Tod unter Nordlichtern

Autorin: Hiltrud Baier

Genre: Krimi, Winterbuch

Version: eBook und Taschenbuch

erschienen: 8. Oktober 2025

Seiten: 320

Herausgeber ‏ : ‎ OKTOPUS bei Kampa






Über die Autorin:
Hiltrud Baier ist in Süddeutschland aufgewachsen. Nach einer Ausbildung zur Buchhändlerin absolvierte sie ein Germanistik und Pädagogikstudium. Vor über zwanzig Jahren wanderte sie der Liebe wegen nach Lappland aus. Seit Kurzem wohnt sie in Mariefred und ist glücklich, beim Schreiben jederzeit in die spektakuläre Natur Lapplands zurückkehren zu können.

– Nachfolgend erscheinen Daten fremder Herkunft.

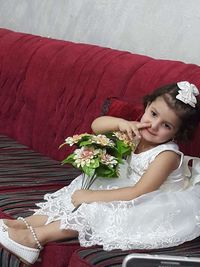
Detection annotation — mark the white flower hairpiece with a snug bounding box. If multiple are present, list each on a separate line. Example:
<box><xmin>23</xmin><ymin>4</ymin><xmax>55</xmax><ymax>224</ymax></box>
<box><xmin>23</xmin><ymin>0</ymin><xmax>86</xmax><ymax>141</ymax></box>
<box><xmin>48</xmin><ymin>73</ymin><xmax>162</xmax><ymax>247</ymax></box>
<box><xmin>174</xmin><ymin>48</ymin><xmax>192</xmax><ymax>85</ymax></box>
<box><xmin>176</xmin><ymin>81</ymin><xmax>199</xmax><ymax>108</ymax></box>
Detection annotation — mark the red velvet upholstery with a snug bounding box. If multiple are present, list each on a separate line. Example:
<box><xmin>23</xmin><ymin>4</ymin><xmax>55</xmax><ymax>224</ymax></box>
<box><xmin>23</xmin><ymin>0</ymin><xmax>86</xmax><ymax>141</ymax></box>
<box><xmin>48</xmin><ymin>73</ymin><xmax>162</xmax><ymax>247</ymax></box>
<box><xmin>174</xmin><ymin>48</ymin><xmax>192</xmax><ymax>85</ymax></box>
<box><xmin>0</xmin><ymin>29</ymin><xmax>200</xmax><ymax>267</ymax></box>
<box><xmin>0</xmin><ymin>29</ymin><xmax>200</xmax><ymax>160</ymax></box>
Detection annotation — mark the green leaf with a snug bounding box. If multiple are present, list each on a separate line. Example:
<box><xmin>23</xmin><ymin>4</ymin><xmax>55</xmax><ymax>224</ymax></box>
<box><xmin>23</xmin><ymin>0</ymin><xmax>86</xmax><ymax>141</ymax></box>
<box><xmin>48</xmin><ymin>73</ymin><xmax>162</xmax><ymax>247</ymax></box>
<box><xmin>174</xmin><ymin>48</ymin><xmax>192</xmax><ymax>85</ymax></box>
<box><xmin>61</xmin><ymin>153</ymin><xmax>75</xmax><ymax>165</ymax></box>
<box><xmin>82</xmin><ymin>165</ymin><xmax>95</xmax><ymax>176</ymax></box>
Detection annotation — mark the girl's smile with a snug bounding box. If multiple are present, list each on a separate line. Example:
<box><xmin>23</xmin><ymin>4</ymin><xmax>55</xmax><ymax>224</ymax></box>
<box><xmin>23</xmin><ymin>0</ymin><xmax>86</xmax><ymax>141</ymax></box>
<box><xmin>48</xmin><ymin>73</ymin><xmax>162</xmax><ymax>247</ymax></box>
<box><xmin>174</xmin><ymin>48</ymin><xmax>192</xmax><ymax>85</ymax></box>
<box><xmin>140</xmin><ymin>97</ymin><xmax>180</xmax><ymax>145</ymax></box>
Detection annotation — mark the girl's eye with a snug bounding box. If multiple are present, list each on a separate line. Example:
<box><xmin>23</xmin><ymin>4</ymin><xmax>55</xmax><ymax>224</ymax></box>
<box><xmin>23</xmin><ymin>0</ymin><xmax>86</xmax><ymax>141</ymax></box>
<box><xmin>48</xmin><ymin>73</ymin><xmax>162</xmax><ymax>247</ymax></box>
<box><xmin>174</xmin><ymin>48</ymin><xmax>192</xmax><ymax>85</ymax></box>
<box><xmin>163</xmin><ymin>123</ymin><xmax>171</xmax><ymax>130</ymax></box>
<box><xmin>151</xmin><ymin>110</ymin><xmax>157</xmax><ymax>117</ymax></box>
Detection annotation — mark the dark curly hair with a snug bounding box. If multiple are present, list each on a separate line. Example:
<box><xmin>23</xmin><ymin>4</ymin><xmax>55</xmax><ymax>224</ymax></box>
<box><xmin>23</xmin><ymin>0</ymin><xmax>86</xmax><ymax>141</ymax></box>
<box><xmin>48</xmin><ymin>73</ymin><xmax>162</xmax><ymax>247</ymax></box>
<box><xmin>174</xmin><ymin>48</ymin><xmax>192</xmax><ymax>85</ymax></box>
<box><xmin>143</xmin><ymin>83</ymin><xmax>200</xmax><ymax>141</ymax></box>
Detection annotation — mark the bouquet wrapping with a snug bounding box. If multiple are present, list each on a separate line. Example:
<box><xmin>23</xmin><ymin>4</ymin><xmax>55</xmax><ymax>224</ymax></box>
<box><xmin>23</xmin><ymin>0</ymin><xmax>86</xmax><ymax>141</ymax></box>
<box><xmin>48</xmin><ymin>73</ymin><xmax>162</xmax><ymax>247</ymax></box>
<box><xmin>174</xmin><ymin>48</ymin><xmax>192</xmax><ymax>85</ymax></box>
<box><xmin>60</xmin><ymin>132</ymin><xmax>135</xmax><ymax>211</ymax></box>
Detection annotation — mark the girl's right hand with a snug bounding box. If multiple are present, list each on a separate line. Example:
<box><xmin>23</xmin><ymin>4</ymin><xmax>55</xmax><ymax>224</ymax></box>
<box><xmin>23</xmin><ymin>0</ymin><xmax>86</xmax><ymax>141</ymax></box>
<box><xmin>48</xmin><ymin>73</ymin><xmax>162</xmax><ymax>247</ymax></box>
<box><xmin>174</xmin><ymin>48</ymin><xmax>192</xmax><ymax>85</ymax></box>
<box><xmin>118</xmin><ymin>119</ymin><xmax>151</xmax><ymax>140</ymax></box>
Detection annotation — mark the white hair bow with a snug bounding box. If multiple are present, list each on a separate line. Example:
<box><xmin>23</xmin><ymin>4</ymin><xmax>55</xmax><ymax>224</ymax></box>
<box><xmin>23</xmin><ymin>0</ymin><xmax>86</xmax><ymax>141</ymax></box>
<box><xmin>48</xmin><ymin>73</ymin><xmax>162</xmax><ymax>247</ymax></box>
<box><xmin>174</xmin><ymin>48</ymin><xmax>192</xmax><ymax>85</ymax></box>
<box><xmin>176</xmin><ymin>81</ymin><xmax>199</xmax><ymax>108</ymax></box>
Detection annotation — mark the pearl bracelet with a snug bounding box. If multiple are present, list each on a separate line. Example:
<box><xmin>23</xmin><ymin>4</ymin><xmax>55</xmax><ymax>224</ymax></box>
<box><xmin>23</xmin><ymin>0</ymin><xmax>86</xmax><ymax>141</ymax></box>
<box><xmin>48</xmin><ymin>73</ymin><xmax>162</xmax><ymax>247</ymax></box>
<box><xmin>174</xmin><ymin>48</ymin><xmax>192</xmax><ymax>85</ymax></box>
<box><xmin>29</xmin><ymin>226</ymin><xmax>43</xmax><ymax>250</ymax></box>
<box><xmin>17</xmin><ymin>217</ymin><xmax>30</xmax><ymax>228</ymax></box>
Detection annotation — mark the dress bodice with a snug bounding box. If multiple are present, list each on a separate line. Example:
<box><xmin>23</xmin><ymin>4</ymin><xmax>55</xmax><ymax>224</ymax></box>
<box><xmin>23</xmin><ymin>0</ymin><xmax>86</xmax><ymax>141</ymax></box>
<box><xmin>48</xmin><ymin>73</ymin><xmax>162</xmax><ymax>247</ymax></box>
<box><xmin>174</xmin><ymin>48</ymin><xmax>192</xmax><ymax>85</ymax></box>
<box><xmin>127</xmin><ymin>142</ymin><xmax>188</xmax><ymax>191</ymax></box>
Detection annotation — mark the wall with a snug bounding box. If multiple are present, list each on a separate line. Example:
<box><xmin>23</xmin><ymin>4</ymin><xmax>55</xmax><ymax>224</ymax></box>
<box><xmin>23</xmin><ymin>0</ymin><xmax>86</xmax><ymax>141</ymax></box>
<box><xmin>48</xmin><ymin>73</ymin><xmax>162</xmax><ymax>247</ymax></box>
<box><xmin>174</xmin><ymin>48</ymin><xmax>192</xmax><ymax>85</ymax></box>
<box><xmin>0</xmin><ymin>0</ymin><xmax>200</xmax><ymax>64</ymax></box>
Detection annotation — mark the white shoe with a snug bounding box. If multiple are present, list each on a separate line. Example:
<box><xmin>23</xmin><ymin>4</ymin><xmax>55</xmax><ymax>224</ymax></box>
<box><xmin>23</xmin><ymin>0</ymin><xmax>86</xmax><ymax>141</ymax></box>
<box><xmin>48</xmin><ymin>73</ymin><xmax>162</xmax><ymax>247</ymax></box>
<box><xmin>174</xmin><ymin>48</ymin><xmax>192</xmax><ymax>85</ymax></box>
<box><xmin>0</xmin><ymin>226</ymin><xmax>40</xmax><ymax>265</ymax></box>
<box><xmin>0</xmin><ymin>219</ymin><xmax>8</xmax><ymax>228</ymax></box>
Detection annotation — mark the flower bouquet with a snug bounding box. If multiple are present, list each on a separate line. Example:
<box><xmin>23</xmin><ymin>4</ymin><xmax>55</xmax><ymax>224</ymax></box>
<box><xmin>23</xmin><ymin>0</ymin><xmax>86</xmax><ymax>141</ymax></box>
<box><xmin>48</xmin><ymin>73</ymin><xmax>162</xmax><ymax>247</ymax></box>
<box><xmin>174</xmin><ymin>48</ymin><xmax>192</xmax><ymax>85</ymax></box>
<box><xmin>60</xmin><ymin>132</ymin><xmax>135</xmax><ymax>211</ymax></box>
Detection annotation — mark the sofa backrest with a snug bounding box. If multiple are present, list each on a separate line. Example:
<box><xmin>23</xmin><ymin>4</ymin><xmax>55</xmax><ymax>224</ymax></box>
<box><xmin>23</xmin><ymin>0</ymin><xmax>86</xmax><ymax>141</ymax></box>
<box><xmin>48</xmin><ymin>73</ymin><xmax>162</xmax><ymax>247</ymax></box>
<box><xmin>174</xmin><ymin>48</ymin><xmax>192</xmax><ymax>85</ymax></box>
<box><xmin>0</xmin><ymin>29</ymin><xmax>200</xmax><ymax>160</ymax></box>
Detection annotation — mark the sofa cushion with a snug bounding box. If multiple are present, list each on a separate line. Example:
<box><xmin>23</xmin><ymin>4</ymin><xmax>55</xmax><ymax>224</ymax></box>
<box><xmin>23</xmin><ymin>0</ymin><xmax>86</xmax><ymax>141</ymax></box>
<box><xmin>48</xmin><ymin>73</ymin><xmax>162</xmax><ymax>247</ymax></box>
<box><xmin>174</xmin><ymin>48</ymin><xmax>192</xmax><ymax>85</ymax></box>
<box><xmin>101</xmin><ymin>97</ymin><xmax>143</xmax><ymax>121</ymax></box>
<box><xmin>0</xmin><ymin>29</ymin><xmax>200</xmax><ymax>160</ymax></box>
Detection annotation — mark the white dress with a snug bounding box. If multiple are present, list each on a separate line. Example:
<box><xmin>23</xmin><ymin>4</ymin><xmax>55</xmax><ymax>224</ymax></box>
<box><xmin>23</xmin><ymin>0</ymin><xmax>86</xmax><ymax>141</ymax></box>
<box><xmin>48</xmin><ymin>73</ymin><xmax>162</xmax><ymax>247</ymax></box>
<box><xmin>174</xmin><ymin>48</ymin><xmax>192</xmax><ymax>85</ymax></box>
<box><xmin>34</xmin><ymin>142</ymin><xmax>200</xmax><ymax>250</ymax></box>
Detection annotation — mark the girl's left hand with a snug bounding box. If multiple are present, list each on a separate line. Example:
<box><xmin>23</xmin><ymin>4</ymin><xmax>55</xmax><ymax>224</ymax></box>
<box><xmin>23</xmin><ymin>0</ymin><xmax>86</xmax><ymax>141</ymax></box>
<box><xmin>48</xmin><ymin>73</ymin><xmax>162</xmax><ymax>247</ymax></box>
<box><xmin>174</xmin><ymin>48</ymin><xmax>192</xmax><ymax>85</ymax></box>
<box><xmin>71</xmin><ymin>189</ymin><xmax>92</xmax><ymax>207</ymax></box>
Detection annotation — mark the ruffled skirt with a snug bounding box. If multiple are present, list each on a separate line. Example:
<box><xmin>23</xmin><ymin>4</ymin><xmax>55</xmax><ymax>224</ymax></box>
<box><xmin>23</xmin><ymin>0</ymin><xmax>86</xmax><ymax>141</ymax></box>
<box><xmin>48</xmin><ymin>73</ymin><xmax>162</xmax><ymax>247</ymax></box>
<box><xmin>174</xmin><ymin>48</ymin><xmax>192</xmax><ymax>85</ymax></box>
<box><xmin>34</xmin><ymin>176</ymin><xmax>200</xmax><ymax>250</ymax></box>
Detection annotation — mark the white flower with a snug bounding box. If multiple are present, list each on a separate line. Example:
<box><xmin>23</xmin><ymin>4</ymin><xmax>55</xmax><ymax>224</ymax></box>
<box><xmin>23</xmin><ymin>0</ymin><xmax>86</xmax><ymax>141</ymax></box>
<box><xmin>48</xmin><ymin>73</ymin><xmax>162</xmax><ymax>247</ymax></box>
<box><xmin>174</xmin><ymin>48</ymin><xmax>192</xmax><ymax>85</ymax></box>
<box><xmin>74</xmin><ymin>147</ymin><xmax>99</xmax><ymax>168</ymax></box>
<box><xmin>92</xmin><ymin>134</ymin><xmax>115</xmax><ymax>147</ymax></box>
<box><xmin>100</xmin><ymin>150</ymin><xmax>118</xmax><ymax>168</ymax></box>
<box><xmin>65</xmin><ymin>134</ymin><xmax>88</xmax><ymax>146</ymax></box>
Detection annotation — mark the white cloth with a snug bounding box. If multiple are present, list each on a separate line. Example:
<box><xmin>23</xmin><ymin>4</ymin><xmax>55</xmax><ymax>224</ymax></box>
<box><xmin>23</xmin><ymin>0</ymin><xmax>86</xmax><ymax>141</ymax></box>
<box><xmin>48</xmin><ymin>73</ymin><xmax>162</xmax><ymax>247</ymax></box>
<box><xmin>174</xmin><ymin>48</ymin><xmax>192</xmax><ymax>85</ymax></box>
<box><xmin>34</xmin><ymin>142</ymin><xmax>200</xmax><ymax>250</ymax></box>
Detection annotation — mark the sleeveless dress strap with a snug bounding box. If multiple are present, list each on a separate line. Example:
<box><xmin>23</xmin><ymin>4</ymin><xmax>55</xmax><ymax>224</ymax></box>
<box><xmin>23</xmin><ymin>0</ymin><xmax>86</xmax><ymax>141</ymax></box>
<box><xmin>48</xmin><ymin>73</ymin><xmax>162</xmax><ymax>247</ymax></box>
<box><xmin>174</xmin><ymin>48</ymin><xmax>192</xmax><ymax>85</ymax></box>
<box><xmin>184</xmin><ymin>156</ymin><xmax>200</xmax><ymax>185</ymax></box>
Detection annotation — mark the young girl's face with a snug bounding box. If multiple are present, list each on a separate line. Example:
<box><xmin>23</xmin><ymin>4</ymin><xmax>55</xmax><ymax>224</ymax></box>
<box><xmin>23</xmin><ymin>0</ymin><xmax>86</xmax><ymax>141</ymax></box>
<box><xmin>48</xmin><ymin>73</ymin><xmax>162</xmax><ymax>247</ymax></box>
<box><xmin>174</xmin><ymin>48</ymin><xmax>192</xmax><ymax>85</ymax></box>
<box><xmin>140</xmin><ymin>97</ymin><xmax>181</xmax><ymax>144</ymax></box>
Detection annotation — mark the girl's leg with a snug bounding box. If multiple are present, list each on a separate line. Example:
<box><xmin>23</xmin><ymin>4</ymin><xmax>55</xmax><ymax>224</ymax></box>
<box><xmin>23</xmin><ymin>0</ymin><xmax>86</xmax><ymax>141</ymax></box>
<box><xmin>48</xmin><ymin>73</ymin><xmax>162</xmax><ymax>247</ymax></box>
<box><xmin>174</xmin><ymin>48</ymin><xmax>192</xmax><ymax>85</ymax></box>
<box><xmin>3</xmin><ymin>215</ymin><xmax>48</xmax><ymax>229</ymax></box>
<box><xmin>9</xmin><ymin>221</ymin><xmax>78</xmax><ymax>248</ymax></box>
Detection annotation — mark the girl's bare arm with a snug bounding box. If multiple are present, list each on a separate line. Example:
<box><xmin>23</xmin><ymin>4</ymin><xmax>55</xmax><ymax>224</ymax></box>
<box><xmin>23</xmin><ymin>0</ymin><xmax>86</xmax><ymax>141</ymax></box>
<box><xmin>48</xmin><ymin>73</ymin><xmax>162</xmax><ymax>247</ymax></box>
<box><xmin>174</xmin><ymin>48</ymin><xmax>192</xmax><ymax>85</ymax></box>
<box><xmin>91</xmin><ymin>116</ymin><xmax>150</xmax><ymax>139</ymax></box>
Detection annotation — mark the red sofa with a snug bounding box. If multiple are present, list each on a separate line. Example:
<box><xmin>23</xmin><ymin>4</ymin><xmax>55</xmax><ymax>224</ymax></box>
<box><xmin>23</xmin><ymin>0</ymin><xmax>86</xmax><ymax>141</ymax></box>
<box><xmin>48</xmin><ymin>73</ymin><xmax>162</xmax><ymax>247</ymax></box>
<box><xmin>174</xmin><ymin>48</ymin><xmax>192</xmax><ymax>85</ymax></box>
<box><xmin>0</xmin><ymin>29</ymin><xmax>200</xmax><ymax>267</ymax></box>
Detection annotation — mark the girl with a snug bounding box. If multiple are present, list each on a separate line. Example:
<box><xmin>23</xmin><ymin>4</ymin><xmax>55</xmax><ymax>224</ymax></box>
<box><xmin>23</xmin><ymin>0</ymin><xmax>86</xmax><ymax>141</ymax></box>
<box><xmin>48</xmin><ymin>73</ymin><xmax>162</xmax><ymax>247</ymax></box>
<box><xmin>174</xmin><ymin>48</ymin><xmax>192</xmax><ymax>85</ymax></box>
<box><xmin>0</xmin><ymin>81</ymin><xmax>200</xmax><ymax>264</ymax></box>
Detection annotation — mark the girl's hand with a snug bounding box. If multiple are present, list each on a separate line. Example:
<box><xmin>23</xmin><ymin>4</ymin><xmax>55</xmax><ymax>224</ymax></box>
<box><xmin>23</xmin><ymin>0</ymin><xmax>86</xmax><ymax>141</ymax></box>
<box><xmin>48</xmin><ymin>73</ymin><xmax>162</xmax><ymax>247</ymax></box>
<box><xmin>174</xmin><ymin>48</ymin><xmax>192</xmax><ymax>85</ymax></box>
<box><xmin>71</xmin><ymin>189</ymin><xmax>92</xmax><ymax>207</ymax></box>
<box><xmin>118</xmin><ymin>119</ymin><xmax>151</xmax><ymax>140</ymax></box>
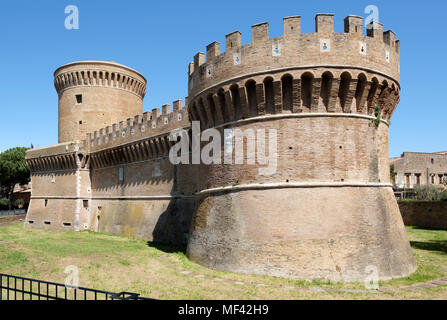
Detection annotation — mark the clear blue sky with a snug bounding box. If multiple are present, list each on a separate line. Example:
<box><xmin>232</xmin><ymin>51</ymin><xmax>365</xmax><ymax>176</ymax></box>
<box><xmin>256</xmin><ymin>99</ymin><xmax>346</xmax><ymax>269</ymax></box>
<box><xmin>0</xmin><ymin>0</ymin><xmax>447</xmax><ymax>156</ymax></box>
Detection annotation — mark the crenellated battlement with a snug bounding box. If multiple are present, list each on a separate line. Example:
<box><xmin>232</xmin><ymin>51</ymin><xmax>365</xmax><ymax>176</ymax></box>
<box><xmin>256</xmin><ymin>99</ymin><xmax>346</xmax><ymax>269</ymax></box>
<box><xmin>188</xmin><ymin>14</ymin><xmax>399</xmax><ymax>97</ymax></box>
<box><xmin>83</xmin><ymin>100</ymin><xmax>190</xmax><ymax>152</ymax></box>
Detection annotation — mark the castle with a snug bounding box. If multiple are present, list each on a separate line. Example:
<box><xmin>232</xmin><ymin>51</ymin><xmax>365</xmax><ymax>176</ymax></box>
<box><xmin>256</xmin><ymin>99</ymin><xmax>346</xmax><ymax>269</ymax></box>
<box><xmin>25</xmin><ymin>14</ymin><xmax>416</xmax><ymax>281</ymax></box>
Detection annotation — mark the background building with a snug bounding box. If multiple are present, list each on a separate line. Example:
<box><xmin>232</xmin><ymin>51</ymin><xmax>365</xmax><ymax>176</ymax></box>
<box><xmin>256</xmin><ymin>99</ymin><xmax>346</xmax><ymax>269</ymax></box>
<box><xmin>390</xmin><ymin>151</ymin><xmax>447</xmax><ymax>188</ymax></box>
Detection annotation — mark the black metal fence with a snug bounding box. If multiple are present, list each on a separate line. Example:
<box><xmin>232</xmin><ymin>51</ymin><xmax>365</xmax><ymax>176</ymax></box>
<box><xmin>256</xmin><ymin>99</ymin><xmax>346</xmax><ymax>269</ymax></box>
<box><xmin>0</xmin><ymin>273</ymin><xmax>152</xmax><ymax>300</ymax></box>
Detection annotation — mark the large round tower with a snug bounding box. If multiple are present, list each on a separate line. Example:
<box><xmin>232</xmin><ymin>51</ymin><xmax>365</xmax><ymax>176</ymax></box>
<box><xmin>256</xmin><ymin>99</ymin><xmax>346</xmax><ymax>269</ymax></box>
<box><xmin>54</xmin><ymin>61</ymin><xmax>146</xmax><ymax>143</ymax></box>
<box><xmin>187</xmin><ymin>14</ymin><xmax>416</xmax><ymax>281</ymax></box>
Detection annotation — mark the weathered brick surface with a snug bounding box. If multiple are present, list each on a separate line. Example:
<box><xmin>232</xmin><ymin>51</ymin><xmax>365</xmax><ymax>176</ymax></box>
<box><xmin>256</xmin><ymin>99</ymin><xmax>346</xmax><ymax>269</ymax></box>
<box><xmin>26</xmin><ymin>15</ymin><xmax>415</xmax><ymax>281</ymax></box>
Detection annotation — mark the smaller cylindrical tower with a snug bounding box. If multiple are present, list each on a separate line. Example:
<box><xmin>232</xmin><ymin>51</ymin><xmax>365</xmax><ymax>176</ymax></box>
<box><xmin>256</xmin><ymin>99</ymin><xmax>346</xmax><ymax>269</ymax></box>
<box><xmin>54</xmin><ymin>61</ymin><xmax>146</xmax><ymax>143</ymax></box>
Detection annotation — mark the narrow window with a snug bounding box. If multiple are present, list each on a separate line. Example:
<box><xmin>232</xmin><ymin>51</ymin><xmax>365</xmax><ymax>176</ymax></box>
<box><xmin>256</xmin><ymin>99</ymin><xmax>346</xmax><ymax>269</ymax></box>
<box><xmin>230</xmin><ymin>86</ymin><xmax>242</xmax><ymax>120</ymax></box>
<box><xmin>245</xmin><ymin>81</ymin><xmax>258</xmax><ymax>117</ymax></box>
<box><xmin>301</xmin><ymin>74</ymin><xmax>313</xmax><ymax>109</ymax></box>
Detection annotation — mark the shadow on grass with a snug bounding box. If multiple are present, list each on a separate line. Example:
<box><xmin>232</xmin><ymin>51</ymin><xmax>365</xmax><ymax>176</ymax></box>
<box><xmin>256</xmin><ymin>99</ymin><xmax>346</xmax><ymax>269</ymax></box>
<box><xmin>147</xmin><ymin>241</ymin><xmax>186</xmax><ymax>254</ymax></box>
<box><xmin>410</xmin><ymin>240</ymin><xmax>447</xmax><ymax>254</ymax></box>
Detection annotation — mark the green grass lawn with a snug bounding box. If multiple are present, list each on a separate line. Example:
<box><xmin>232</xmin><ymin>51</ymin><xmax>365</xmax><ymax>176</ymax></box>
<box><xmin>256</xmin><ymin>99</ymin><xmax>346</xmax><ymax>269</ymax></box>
<box><xmin>0</xmin><ymin>222</ymin><xmax>447</xmax><ymax>299</ymax></box>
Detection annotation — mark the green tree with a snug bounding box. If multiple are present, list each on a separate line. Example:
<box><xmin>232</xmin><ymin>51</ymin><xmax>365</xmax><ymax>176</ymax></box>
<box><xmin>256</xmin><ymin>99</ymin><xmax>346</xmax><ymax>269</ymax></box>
<box><xmin>0</xmin><ymin>147</ymin><xmax>30</xmax><ymax>209</ymax></box>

Kurzbeschreibung, übernommen:
Jokkmokk am Polarkreis. Ein einsamer Landstrich im hohen Norden. Die Zweige der Kiefern biegen sich unter den Schneemassen, auf dem zugefrorenen See finden Husky-Rennen statt. Man sollte meinen, bei Temperaturen bis zu minus fünfundzwanzig Grad gehen nur die aus dem Haus, die unbedingt müssen. Aber die Einheimischen bereiten vorfreudig wie jedes Jahr den samischen Wintermarkt vor. Bis ein junger Mann aus ihren Reihen ermordet wird, grausam geschlachtet wie ein Rentier. Linda Lundin aus dem südschwedischen Lund hat gerade erst den Job als Hauptkommissarin von Jokkmokk angetreten und nimmt gemeinsam mit ihren neuen Kolleg*innen Bengt Karlsson und Margareta Mattsson die Ermittlungen auf. Wer hat den neunzehnjährigen Lucas getötet, der bei allen so beliebt war? War der tragische Tod seines besten Freundes Emil, der im Dezember im See ertrank, gar kein Unfall? Muss das Dorf mit weiteren Morden rechnen?


Meine Meinung:
Als ich das Buch gelesen habe, hatten wir hier einen „Wintereinbruch“ und viele haben gestöhnt. Tja, es weiß wohl keiner, wie kalt es dort ist, wo die Samen leben. Dagegen war es hier richtig warm 😉
Der See ist zugefroren und alle fahren voller Begeisterung mit ihren Motorschlitten übers Eis. Leider verunglückt ein junger Mann, weil er mit dem Schlitten in ein Wasserloch fährt und ertrinkt. Ein tragischer Unfall denken viele. Als kurze Zeit später ein junger Mann ermordet wird, nimmt die neue Hauptkommissarin Linda Lundin mit den ihren Kollegen die Ermittlungen auf und es kommt einiges zu tage. Auch der vermeintliche Unfall wird dabei berücksichtigt.
Die Autorin beschreibt nicht nur sehr ausführlich, wie die Arbeit vorangeht, sie baut langsam eine Spannung auf. Außerdem erfahre ich vieles aus dem Privatleben der Ermittler und über das Leben im Norden am Polarkreis. Gleichzeitig serviert sie mir viele Verdächtige und am Ende werde ich auch überrascht, denn mit diesem Täter hatte ich nicht gerechnet.


Fazit:
Gerne habe ich Kommissarin Lundin bei ihren Ermittlungen in Lappland begleitet und gebe eine Leseempfehlung. Über weitere Folgen würde ich mich sehr freuen, denn ich bin neugierig, wie sich alles im privaten Bereich entwickelt.

Beim Verlag und bei NetGalleyDE möchte ich mich vielmals für das Rezensionsexemplar bedanken.